Evolution of the RPM package format #3349

pmatilai · 2024-10-01T09:54:33Z

pmatilai
Oct 1, 2024
Maintainer

As we're headed towards RPM 6.0, it seems like a good time to look back at how we got here.

It's widely documented that RPM was originally written by Erik Troan and Marc Ewing, based on experiences with pms, rpp and pm package managers. It's maybe less well known that the very first Red Hat Linux release did not use rpm but rpp. The first version to use rpm, then of version 1.x and written in Perl, was Red Hat Linux 2.0 released in early 1995. The rpm package format it produced was 1.0. I failed to locate an actual specimen of such a package, but the sources tell their story:

    if ($major > 1) {
        error("Package $packagepath is a version $major RPM package. This version of rpm can only handle
              version 1 RPM packages. Check ftp.redhat.com for information on obtaining a newer version of rpm.");
    }

The familiar RPM package lead and it's magic 0xED, 0xAB, 0xEE, 0xDB is already there, and the payload was cpio, but beyond that it gets fuzzy, Perl is not a language I'm fluent in. For RHL 3.0.3 I was able to obtain some source rpms, and the lead version there says version 2, and the rpm version shipped was 2.0.3. This was already a C implementation, and poking around those sources shines some light to the early days. The following comment is from lib/oldheader.c of rpm 2.0.3 - what we refer to as rpm lead now was initially known as the header:

  /* This *can't* read 1.0 headers -- it needs 1.1 (w/ group and icon fields)
   or better.
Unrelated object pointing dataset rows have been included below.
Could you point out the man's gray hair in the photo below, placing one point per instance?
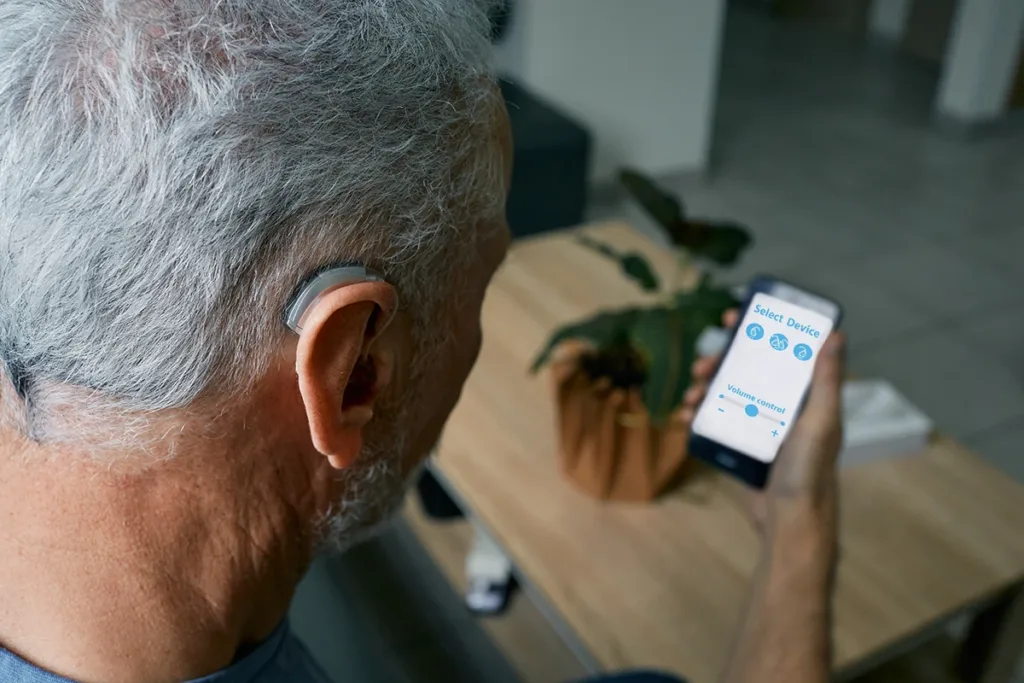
(171, 169)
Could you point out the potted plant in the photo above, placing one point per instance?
(620, 376)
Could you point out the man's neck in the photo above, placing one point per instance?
(165, 574)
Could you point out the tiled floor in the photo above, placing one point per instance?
(827, 153)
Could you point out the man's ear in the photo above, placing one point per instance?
(340, 373)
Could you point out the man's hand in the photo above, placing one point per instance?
(804, 474)
(785, 632)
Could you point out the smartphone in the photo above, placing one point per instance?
(759, 388)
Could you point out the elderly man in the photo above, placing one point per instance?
(244, 249)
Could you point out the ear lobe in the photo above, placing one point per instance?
(340, 374)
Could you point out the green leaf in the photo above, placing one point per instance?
(603, 331)
(667, 343)
(707, 301)
(663, 207)
(719, 242)
(633, 263)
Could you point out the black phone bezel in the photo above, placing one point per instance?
(755, 472)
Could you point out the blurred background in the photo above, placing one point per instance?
(873, 147)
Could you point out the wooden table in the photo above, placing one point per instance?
(924, 538)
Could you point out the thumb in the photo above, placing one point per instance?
(822, 411)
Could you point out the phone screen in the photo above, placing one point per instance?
(760, 385)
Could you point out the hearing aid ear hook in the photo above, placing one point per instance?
(317, 285)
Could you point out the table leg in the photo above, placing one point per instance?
(993, 645)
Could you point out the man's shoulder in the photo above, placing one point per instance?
(282, 658)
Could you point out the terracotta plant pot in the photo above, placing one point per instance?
(607, 445)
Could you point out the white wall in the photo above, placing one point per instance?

I'd be surprised if any 1.0 headers are left anywhere anyway.
   Red Hat 2.0 shipped with 1.1 headers, but some old BETAs used 1.0. */

So they were struggling with the obvious limitations of a static sized C structs inside a file format and the inevitable incompatibilities introduced when changing them. It seems a bit amusing from todays perspective, but the world was a very different place 30 years ago. So the major revelation of rpm v2 format was the introduction of the header - a container structure that can hold arbitrary data addressed through keys. It proved so flexible, the same exact format is still used in rpm today!

The v2 format also had a an optional signature between the lead and the header, but this was just a hardcoded 256 byte area deemed sufficient to hold a PGP signature (referring to the original Pretty Good Privacy program). Can you imagine what happened next?
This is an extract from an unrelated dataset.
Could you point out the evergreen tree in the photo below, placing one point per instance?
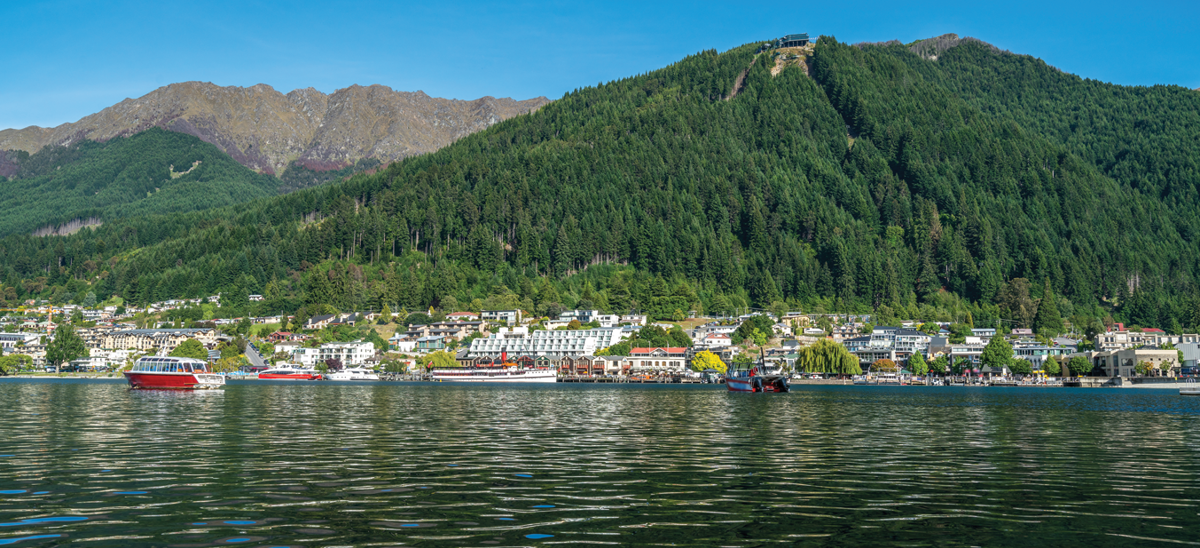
(65, 347)
(997, 354)
(917, 365)
(1048, 323)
That's right - the signature format that was proven inflexible in v2 was replaced in v3 by another header, container capable of holding arbitrary data. And this was again proven so flexible that the essential structure: lead, signature header, package header and the payload, is still the same in v4, and will be in v6. But we're getting ahead of ourselves here. The signature header allowed storing all manner of extra data: MD5 sum of the header + payload (MD5 being very much state of art then), sizes and of course and an actual signature, optionally. The earliest v3 packages I was able to locate are from Red Hat Linux 4.0 from late 1996. These are still perfectly accessible with rpm of today, nearly 30 years later. Don't let anybody tell you we don't care about backwards compatibility.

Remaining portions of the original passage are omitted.